Early formation: In 2016, the Migration Health Division (MHD) of the International Organization for Migration, in partnership with several academic institutions and researchers launched MHADRI. The network formed on a need to build a global alliance of migration health researchers and scholars to provide a platform to share, collaborate, develop, advocate and disseminate research at the nexus of health and migration. Participation and support of researches from global south countries is a key priority for MHADRI. 

 
Rationale: Studying the health of migrants and mobile populations residing within and crossing national borders, across diverse linguistic and cultural gradients and with differing legal status pose challenges in evidence generation.  A key outcome of the 2nd Global Consultation on migration health (GC2) that took place in February 2017 in Colombo, Sri Lanka, was the importance of migration health (MH) research in guiding evidence-informed national, regional and global migration health policies and practices: “Academics have a key role to play in advancing the MH agenda by furthering research at the nexus of human mobility and health, encouraging the exchange of research findings, developing research methodologies/tools and enhancing technical training/capacities for capturing migration health data”. The consultation highlighted the need for an organized global platform to enable academics, inter-governmental agencies and other partners to come together, collaborate and drive MH research. Evidence to policy making also works best if research is linked to national policy making processors. The operationalization of this vision requires meaningful partnership between researchers, academic institutes, journals, UN, development partners, research trusts and philanthropic foundations.  
 
Since its inception, MHADRI network members have actively participated and contributed technical papers at high-level policy forums and UN conferences. Many have utilized the network to formulate, develop and successfully obtain collaborative grant funding to drive national research projects (e.g., the Cambodian study on left-behind children and caregivers).
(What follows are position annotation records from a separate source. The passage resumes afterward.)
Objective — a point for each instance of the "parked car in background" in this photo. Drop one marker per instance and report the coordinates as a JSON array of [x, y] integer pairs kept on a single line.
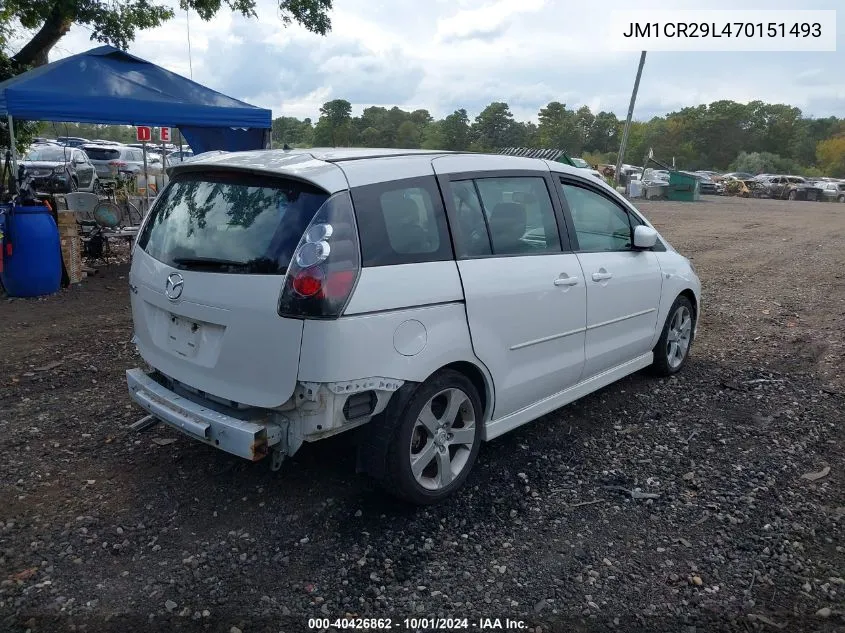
[[72, 141], [174, 158], [706, 185], [431, 301], [738, 175], [111, 159], [58, 169], [792, 188], [832, 190]]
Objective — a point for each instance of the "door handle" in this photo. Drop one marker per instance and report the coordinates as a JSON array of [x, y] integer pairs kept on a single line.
[[566, 281]]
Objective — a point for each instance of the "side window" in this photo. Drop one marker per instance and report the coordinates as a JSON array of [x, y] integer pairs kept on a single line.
[[401, 222], [520, 215], [600, 224], [471, 236]]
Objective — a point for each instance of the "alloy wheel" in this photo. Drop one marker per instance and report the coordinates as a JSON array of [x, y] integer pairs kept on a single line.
[[442, 439]]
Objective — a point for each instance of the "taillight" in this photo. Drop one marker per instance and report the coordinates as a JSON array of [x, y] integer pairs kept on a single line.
[[325, 265]]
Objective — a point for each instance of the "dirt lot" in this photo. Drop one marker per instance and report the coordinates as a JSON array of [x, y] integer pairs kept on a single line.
[[104, 530]]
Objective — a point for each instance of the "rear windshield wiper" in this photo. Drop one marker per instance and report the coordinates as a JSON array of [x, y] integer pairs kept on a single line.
[[209, 262]]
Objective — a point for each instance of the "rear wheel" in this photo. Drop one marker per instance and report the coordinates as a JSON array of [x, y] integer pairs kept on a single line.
[[672, 349], [435, 440]]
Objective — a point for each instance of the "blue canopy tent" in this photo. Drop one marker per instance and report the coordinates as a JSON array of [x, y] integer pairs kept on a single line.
[[107, 85]]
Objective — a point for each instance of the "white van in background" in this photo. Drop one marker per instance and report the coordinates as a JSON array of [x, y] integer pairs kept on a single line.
[[431, 300]]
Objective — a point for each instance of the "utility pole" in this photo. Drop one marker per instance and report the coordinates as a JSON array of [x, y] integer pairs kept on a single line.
[[621, 156]]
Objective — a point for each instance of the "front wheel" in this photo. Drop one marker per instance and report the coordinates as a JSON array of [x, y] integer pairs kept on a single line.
[[672, 349], [435, 441]]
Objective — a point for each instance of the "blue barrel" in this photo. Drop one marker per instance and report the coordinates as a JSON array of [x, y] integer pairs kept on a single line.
[[34, 266]]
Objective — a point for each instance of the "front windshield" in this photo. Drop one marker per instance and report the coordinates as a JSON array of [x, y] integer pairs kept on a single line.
[[59, 154]]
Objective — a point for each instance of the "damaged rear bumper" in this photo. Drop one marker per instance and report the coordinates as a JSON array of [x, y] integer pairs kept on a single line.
[[250, 439]]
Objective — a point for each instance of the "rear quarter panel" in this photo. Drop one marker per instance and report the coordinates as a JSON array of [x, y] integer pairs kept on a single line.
[[402, 322], [678, 276]]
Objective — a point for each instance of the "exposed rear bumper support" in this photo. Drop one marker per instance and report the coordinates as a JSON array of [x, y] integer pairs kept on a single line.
[[248, 439]]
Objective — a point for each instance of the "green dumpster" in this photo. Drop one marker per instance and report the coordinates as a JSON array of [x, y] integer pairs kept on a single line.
[[683, 187]]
Members have also undertaken focused systematic reviews on MH topics and partnered with leading scientific journals to promote research calls. Network members have also been summoned to provide expert input by member state led processor such as the formation of national guidelines in migrant health examinations for the Government of Sri Lanka.
 
IOM was appointed by members as the secretariat of the network in 2017, and plays a role in supporting network communication, developing member repository and administrative support. The network is not owned by any one organization. Academic independence and participatory engagement are key principles of MHADRI.